Pe. Guilherme Krupp, aposentando-se das atividades da Diocese de Osasco, fixou residência na casa de sua sobrinha, então moradora do Residencial 3. Neste local, ele começou a realizar diariamente a Celebração da Eucaristia. Logo a sala da casa foi transformada em capela, pois o número de participantes era grande.

Em novembro de 1983, D. Roberto P. de Almeida, então Bispo da Diocese de Jundiaí, concedeu licença de uso de ordens, nomeando Pe. Guilherme Krupp coadjutor do Pe. Eduardo Puszkiel, então pároco de Santana de Parnaíba, para que assumisse como capelão a Comunidade Bom Pastor.

Por iniciativa de um grupo de senhoras da comunidade, deu-se inicio a uma campanha, cujo objetivo era construir uma capela no terreno doado pela Construtora Albuquerque Takaoka, o que aconteceu com muita rapidez. A capela foi inaugurada e, a partir da inauguração, Pe.
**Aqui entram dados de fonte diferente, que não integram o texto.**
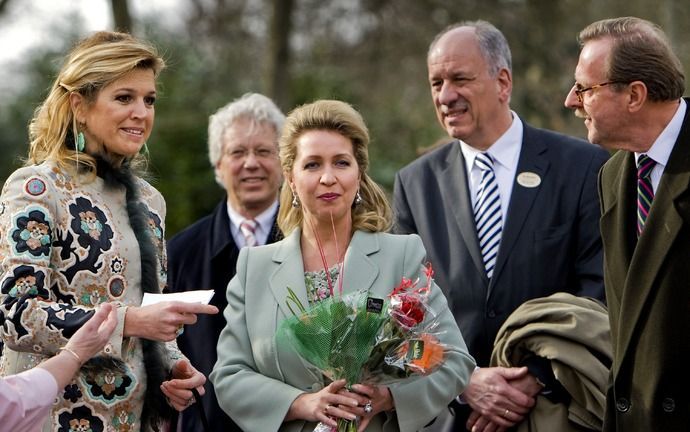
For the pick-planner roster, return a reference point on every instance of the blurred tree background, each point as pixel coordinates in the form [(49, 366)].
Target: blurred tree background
[(371, 53)]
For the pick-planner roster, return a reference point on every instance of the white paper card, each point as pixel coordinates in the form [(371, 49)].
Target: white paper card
[(198, 296)]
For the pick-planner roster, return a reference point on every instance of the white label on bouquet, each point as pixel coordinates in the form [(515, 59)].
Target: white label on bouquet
[(374, 305)]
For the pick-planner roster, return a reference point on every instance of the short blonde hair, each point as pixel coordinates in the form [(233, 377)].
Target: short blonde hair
[(373, 213), (91, 65)]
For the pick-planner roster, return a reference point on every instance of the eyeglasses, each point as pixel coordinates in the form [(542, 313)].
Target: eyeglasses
[(579, 91), (240, 154)]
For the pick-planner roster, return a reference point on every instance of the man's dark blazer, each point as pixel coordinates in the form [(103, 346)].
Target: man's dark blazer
[(204, 256), (550, 240), (648, 292)]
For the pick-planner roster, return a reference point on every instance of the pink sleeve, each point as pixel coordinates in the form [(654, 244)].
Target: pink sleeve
[(26, 399)]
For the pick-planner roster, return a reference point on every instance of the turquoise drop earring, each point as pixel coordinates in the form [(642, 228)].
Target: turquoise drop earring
[(81, 143)]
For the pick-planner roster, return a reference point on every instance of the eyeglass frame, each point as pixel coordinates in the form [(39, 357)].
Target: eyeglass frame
[(579, 92), (241, 153)]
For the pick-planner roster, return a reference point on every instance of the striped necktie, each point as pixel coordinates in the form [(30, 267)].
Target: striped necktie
[(645, 191), (487, 213), (248, 228)]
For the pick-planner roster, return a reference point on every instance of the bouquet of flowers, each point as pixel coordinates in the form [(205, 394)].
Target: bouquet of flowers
[(367, 340)]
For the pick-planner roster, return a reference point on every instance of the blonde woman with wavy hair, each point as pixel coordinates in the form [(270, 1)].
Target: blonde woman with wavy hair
[(79, 228), (334, 217)]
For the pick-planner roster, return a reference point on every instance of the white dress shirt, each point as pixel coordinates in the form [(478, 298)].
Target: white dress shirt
[(505, 153), (661, 150), (264, 225)]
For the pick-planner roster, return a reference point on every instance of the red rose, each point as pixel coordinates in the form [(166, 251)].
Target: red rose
[(409, 310)]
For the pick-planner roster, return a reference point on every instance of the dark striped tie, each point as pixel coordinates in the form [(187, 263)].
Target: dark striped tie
[(248, 228), (487, 213), (645, 192)]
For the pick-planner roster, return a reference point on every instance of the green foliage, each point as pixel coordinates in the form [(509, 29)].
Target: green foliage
[(370, 53)]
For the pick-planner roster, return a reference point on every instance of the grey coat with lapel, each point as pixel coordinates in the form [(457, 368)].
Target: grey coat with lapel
[(256, 377), (550, 239)]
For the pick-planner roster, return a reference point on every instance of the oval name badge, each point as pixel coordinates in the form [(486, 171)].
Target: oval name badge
[(529, 179)]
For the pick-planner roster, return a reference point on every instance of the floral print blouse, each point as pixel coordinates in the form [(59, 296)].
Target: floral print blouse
[(66, 245), (317, 284)]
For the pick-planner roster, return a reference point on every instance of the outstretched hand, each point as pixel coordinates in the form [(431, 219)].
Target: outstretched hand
[(163, 321)]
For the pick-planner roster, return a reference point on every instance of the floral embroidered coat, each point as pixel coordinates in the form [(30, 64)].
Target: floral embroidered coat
[(67, 245)]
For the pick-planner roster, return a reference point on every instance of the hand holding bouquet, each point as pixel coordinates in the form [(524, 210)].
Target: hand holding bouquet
[(368, 340)]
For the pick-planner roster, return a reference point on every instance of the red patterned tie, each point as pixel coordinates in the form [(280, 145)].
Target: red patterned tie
[(248, 227), (645, 192)]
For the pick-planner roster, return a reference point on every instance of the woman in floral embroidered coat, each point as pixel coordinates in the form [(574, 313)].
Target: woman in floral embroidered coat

Guilherme começou a residir nas dependências da pequena casa paroquial construída junto à capela.

Com a implantação de novos residenciais, a população cresceu muito e foi percebida a necessidade de se construir uma igreja maior e com mais estrutura. Deu-se início, então, à construção do salão paroquial que, por vários anos, serviu como igreja. Logo a seguir, foi construída a casa paroquial.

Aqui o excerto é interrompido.